Things Seem Easier At Night

silhouette of trees during nighttime
Photo by Neale LaSalle on Pexels.com

All my life, problems seem easier to solve at night. When I was a kid and something was bothering me, or there was some change I wanted to make in my life, I’d lay in bed in the middle of the night thinking of ways to solve the problem. It always seemed easier at night. Ideas flowed more readily, and I could often see a plan of action forming in my head. With a solution on the horizon, I’d fall asleep.

Of course, I’d wake up in the morning, and in the light of day, I never seemed to have the same enthusiasm to implement those midnight plans as I did when I hatched them. Something was lost when those plans made contact with sunlight.

This occurred to me because it happened to me the other night. It was the first time in a long time that this happened. I was laying in bed, unable to sleep. I’d gone to bed at 10 o’clock and had watched the hour hand slip a third of the way around the dial. At 2 am, I sat there, staring at the ceiling and decided for no particular reason that my problem was that I wasn’t drinking enough water. I then devised a plan which would greatly increase the amount of water I’d consume each day. With that plan in mind, I felt good, and finally fell asleep.

It wasn’t until after I’d woken up, gone for my morning walk, had my orange juice, and sat down in my office to work, cracking open a can of A&W Zero Sugar Root Beer that I remembered my plan. I took one look at my can of root beer, one of my real joys of each day (and what I imagine coffee is like for many people), and decided that maybe my plan of the night before hadn’t been well thought out after all. Indeed, I couldn’t even remember the problem I’d been trying to solve, although it may have been that it had taken me four hours to fall asleep. If that was the case, then my nocturnal problem-solving worked, because once I’d solved my problems with thoughts of drinking water, I finally fell asleep.

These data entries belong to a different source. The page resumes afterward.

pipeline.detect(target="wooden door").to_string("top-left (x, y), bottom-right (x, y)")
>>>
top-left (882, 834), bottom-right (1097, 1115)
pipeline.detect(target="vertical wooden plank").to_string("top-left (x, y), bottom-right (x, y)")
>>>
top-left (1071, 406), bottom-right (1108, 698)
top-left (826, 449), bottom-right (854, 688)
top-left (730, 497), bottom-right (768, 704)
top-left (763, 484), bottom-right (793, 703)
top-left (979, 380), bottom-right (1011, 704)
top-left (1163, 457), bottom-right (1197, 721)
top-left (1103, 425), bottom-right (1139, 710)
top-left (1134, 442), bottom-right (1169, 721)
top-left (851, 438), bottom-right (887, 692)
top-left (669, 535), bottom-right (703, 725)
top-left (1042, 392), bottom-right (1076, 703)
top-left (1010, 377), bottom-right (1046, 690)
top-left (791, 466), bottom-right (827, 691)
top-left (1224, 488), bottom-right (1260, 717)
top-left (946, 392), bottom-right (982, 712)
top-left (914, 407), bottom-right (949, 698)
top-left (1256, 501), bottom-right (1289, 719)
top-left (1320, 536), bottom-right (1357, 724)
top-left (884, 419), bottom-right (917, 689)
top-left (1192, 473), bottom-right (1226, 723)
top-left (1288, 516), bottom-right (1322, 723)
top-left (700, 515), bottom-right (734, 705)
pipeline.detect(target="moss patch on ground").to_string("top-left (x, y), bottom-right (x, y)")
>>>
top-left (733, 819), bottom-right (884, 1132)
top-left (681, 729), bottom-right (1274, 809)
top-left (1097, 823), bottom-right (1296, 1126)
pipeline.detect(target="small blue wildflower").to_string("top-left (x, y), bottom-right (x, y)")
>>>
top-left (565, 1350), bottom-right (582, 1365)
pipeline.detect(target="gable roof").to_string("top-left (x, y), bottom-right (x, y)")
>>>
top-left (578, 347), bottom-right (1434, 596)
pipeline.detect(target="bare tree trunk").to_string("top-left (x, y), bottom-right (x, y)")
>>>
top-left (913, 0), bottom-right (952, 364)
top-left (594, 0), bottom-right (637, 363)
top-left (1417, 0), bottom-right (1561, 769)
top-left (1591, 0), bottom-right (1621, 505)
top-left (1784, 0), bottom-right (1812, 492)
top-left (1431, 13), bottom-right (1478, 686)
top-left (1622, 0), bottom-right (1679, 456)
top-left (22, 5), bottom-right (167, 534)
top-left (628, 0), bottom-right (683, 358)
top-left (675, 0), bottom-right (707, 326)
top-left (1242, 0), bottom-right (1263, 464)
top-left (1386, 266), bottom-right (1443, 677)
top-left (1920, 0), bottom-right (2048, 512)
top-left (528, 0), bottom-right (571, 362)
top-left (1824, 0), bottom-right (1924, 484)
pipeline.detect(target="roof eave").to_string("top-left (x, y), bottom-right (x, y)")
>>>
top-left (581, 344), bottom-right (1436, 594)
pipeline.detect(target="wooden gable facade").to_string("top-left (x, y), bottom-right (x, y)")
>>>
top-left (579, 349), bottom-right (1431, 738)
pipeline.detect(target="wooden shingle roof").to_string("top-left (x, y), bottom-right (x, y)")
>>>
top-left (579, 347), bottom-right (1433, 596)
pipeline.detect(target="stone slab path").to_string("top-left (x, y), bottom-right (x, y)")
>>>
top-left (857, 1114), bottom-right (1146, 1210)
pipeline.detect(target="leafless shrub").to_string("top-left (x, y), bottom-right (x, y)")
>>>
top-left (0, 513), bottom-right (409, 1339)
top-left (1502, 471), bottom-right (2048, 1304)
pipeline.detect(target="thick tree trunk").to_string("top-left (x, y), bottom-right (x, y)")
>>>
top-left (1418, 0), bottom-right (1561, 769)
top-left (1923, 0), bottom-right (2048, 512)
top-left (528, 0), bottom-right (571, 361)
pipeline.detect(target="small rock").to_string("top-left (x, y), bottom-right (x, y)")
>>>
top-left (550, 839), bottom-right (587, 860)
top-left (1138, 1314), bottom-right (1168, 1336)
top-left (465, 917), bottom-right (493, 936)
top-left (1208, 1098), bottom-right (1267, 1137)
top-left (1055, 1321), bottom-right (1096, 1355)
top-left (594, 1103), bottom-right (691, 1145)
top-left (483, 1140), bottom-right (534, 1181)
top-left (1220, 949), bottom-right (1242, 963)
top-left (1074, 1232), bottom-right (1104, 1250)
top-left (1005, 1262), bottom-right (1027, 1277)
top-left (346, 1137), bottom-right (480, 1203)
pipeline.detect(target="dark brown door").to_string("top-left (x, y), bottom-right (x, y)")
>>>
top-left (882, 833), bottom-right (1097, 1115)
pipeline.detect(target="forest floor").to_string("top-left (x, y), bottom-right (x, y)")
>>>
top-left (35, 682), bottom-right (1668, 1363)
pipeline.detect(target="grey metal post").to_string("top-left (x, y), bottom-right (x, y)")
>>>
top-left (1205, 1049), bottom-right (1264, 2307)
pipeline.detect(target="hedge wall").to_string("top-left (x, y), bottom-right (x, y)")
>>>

This seems like a false clarity, and I wonder if other people experience this deceitful ruse of the mind at night as well. I wonder if there is a scientific explanation for it.

Not all nighttime problem-solving is wasted. Solving technical or story problems frequently happens at night. I’ve probably lost count of the times where I was laying in bed, letting my mind wander about this or that, when suddenly, I had the answer to a thorny coding problem I’d run into at work earlier in the day. When I was writing stories, and was stuck, random thoughts at night sometime unstuck me. Why is it that nighttime ruminations seem to work, when others don’t?

Yes, things often seem easier at night. Problems have ready solutions. Ideas seem better than they do in the light of day. And I’ve learned to be skeptical of those nighttime thoughts because they can be deceiving. It’s like that old saying, if it’s too good to be true, it probably is. That sums up my experience with my nighttime problem solving.